- Born: April 23, 1918 Huntingdon, Pennsylvania
- Died: March 1, 2013 (aged 94) Cleveland, Ohio
- Known for: Jewelry design, goldsmithing

= John Paul Miller =

American jewellery designer and goldsmith

John Paul Miller (April 23, 1918, Huntingdon, Pennsylvania – March 1, 2013, Cleveland, Ohio) was an American jewellery designer and goldsmith, who also produced films, photographs and paintings. Stephen Harrison, decorative arts curator at the Cleveland Museum of Art, compares Miller's work with that of René Lalique and Louis Comfort Tiffany.

== Biography ==

Miller's mother died when he was two, after which his family moved to Cleveland, where he attended Hough Elementary School and later Shaker Heights High School. He then enrolled in classes at the Cleveland Museum of Art following this with courses at the Cleveland School of Art where he studied enameling with Kenneth F. Bates (1904–1994). In 1936, he enrolled in the Cleveland School of Art's industrial design program.
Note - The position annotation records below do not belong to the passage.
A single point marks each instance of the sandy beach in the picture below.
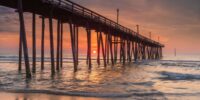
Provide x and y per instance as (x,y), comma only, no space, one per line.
(36,96)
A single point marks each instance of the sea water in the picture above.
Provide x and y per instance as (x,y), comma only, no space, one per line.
(169,78)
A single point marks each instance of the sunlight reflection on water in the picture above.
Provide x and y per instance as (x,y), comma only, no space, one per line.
(150,79)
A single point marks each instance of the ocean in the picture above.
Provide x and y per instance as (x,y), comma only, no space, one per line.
(171,78)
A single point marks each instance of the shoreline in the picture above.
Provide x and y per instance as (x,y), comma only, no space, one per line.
(42,96)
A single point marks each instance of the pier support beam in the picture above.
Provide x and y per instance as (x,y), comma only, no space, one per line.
(34,43)
(51,45)
(58,46)
(20,52)
(42,43)
(61,46)
(103,50)
(89,48)
(111,48)
(74,44)
(98,48)
(23,37)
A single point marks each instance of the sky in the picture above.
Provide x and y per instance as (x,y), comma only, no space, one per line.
(176,22)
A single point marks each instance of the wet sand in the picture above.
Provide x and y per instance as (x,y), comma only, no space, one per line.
(37,96)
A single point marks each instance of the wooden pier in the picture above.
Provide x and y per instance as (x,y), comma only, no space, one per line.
(119,42)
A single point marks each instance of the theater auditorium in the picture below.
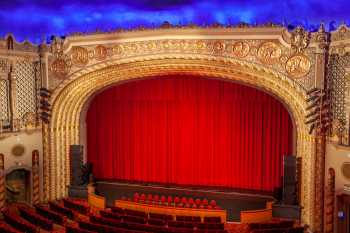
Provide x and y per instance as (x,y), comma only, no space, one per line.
(174,117)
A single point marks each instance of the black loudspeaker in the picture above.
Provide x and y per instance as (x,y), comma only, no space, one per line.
(289,180)
(76,154)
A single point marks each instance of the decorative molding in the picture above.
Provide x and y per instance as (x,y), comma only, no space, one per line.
(35,177)
(2,182)
(330,202)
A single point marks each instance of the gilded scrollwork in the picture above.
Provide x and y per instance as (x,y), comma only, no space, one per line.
(79,56)
(298,66)
(240,49)
(300,39)
(269,53)
(267,62)
(100,52)
(60,68)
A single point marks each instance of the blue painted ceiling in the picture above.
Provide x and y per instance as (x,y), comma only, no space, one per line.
(37,20)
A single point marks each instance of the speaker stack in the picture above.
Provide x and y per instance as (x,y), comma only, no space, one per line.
(76,155)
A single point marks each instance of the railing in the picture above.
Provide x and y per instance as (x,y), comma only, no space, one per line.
(255,216)
(170,210)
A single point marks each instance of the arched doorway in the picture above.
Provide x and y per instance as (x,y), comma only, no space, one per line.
(18,185)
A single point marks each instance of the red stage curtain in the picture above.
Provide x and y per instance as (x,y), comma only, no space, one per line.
(189,131)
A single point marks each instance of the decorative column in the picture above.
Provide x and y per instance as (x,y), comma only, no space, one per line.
(321,130)
(35,177)
(45,128)
(13,98)
(2,183)
(330,202)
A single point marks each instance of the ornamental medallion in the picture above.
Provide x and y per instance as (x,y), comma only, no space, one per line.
(59,68)
(80,56)
(100,52)
(269,53)
(240,49)
(298,66)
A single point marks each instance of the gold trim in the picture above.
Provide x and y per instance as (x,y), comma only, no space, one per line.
(69,98)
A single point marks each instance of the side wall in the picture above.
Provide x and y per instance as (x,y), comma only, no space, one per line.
(32,141)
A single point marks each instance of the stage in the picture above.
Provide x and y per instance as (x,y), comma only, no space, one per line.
(232,201)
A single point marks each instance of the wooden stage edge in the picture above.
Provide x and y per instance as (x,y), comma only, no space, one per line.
(232,201)
(183,189)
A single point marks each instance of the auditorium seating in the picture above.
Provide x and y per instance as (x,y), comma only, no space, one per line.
(76,205)
(61,209)
(275,227)
(35,218)
(176,201)
(165,217)
(5,228)
(53,216)
(19,223)
(73,229)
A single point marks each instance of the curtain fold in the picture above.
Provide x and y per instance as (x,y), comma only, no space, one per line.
(188,131)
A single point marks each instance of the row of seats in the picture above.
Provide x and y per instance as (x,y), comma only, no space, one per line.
(76,205)
(280,230)
(116,218)
(53,216)
(35,218)
(275,227)
(5,228)
(270,225)
(99,224)
(19,223)
(176,201)
(61,209)
(164,217)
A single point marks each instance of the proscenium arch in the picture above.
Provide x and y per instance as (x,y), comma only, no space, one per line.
(69,99)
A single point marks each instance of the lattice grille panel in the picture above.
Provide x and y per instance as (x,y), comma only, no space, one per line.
(4,104)
(25,88)
(339,85)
Inspired by the silver jewellery of another student, Frederick A. Miller, John Paul set out to learn the techniques demanded by working with silver. He soon started creating rings and brooches using classical music and the natural world as inspiration. Some of his teachers greatly influenced his work: Paul Travis, Walter Sinz, Carl Gaertner and Viktor Schreckengost. John Paul later shared a studio and home with Fred Miller, his wife Mary and two children. After the death of Mary Miller in 1998 and Fred Miller in 2000, John Paul Miller continued living in the house, located south of Cleveland.

On his graduation in 1940, John Paul taught at the Cleveland School of Art for a year. His tour of duty with the Army at Fort Knox in Kentucky found him illustrating manuals on tank tactics. Shortly after resuming his position at the school in 1946, he discovered a document by an archaeologist at the American Academy in Rome on the ancient technique of granulation, a process which involves fixing minute gold beads to a gold surface without using any form of solder, thereby creating a finely textured coruscating surface. The paper was sufficient to guide Miller in the right direction - gold in the presence of copper lowers the melting point of both metals. By allowing copper to oxidise on the surface of gold globules, Miller rediscovered the ancient process making possible the fashioning of intricate designs.

Cehalopod pendant 1985-86, gold and enamel

His work drew great attention at the Designer Craftsman U.S.A. show of 1953, displays at the Art Institute of Chicago in 1957, New York’s Museum of Contemporary Crafts in 1964, international acclaim at the Brussels World's Fair, the Objects: USA traveling exhibition of 1969-1972, the Museum Bellerive in Zurich (1971), the Vatican Exhibition of American Crafts, and the Great Jewelry of the Ages exhibition at the Victoria and Albert Museum in London.

His work is on permanent display at the Cleveland Museum of Art, the Renwick Gallery of the Smithsonian Institution, the Museum of Contemporary Crafts in New York City, the Minnesota Museum of American Art in St. Paul, Vassar College, Yale University, and the Fleischman Collection. Despite all this exposure, fame arrived belatedly for Miller at 92 years of age, when curator Stephen Harrison arranged a 2010 retrospective of his work at the Cleveland Museum of Art.

At once an artist, teacher, and craftsman, John Paul Miller personifies a lifetime of creative expression. The Cleveland Museum of Art celebrates this living legend and master goldsmith in an exhibition installation of more than 50 of his incredible works, including sketchbooks and drawings, spanning nearly 60 years of his illustrious career. His two greatest passions—music and art—seemingly converge in work that moves from poetic forms to intensely intricate compositions. His earliest creations are lyrically simple, biomorphic forms characteristic of the modern era. Miller's fascination with technique and process emerged in his groundbreaking rediscovery in the early 1950s of granulation, an ancient, yet forgotten, way of fusing tiny gold beads to a gold surface without solder. The fleeting creatures of earth, sea, and sky—snails, squids, crabs, moths, and flies—became his muse, inspiring a complicated palette of seductive enamels and textured forms. Historical reference and modern abstraction also infuse his designs, bringing together that which he saw and that which he imagined to form a body of work full of curiosity and self-expression.
— Cleveland Museum of Art

Miller was an experienced hiker and outdoorsman who enjoyed hiking trips in the Rocky Mountains and the Tetons.

== Awards ==

In 1961, Miller was awarded the first Cleveland Arts Prize in the visual arts. That same year, his work was shown at an international exhibition at London’s Goldsmiths' Hall.
In 1994, the American Craft Council awarded him their gold medal.